Closed gitsridhar closed 3 years ago
@gitsridhar have you used the right RHCOS image with the right code base (eg. rhcos 4.5 with release-4.5 )
@bpradipt I need 4.6, so used release-4.6 branch of the repo with newly uploaded coreos 4.6 image (rhcos-4.6.1-ppc64le).
What is the next step here?
We need the console messages (bootstrap node to start with) to find out what is the reason of not picking the ign files. Could be DHCP issue, ignition version, disk failure, etc.
Yussuf, in lon06, all nodes (bootstrap, master and worker nodes) are in a loop. In bootstrap, it reboots in a loop and in bootstrap as well as master/worker nodes I see this message: 'A start job is running for Ignition (fetch-offline)' and this goes on for 5 minutes followed by another 5 minute silence followed by reboot.
This is the only cluster in lon06, can you access it and look?
This is the only cluster in lon06, can you access it and look?
I do not have access to your resource group.
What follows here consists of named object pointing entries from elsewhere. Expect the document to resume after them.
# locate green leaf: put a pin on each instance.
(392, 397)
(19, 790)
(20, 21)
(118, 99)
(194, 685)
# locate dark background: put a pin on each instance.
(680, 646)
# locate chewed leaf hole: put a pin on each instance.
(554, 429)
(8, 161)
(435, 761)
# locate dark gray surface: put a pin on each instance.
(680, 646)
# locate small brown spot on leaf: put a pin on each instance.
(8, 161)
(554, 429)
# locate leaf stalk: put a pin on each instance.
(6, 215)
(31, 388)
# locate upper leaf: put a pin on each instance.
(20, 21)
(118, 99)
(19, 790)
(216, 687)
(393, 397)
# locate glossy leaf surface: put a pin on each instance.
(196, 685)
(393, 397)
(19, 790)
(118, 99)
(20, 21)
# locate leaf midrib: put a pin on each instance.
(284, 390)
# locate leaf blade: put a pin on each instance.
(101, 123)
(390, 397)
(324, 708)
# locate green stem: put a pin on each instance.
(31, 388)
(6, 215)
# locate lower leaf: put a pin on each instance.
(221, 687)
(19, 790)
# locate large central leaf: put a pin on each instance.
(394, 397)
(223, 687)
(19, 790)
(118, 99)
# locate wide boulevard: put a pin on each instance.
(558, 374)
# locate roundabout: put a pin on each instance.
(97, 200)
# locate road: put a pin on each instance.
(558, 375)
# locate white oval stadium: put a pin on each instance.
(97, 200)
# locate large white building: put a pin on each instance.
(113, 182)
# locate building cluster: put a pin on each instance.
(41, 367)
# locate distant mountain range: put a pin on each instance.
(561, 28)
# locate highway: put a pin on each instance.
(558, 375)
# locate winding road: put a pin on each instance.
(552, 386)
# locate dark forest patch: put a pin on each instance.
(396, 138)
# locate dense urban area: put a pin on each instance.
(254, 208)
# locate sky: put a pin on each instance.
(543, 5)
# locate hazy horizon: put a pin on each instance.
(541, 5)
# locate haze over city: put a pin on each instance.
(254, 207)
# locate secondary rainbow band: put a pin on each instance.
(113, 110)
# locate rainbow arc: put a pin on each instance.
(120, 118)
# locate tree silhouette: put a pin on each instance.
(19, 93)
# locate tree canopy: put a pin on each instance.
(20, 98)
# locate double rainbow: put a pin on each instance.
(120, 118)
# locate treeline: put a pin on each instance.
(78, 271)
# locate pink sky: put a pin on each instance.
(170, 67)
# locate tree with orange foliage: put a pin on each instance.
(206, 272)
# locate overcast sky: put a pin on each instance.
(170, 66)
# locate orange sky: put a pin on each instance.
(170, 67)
Please check for error messages why the node is going into emergency reboot?
Yussuf, I have access to console of these nodes from web interface, how else can I check the error messages? I copy pasted what I could from web console of these failing nodes above.
Can you please paste the screen shot of the tailing console messages? The part just before it says going into Emergency mode. If nothing then we need to get into a webex and check the errors.
The issue here was that the node was in grub prompt. A reboot usually works or deleting the node and creating again will help if the config drive is not read properly.
I could not deploy OCP 4.6 in London06 zone. All nodes except bastion are in a reboot loop, failing to download ign file.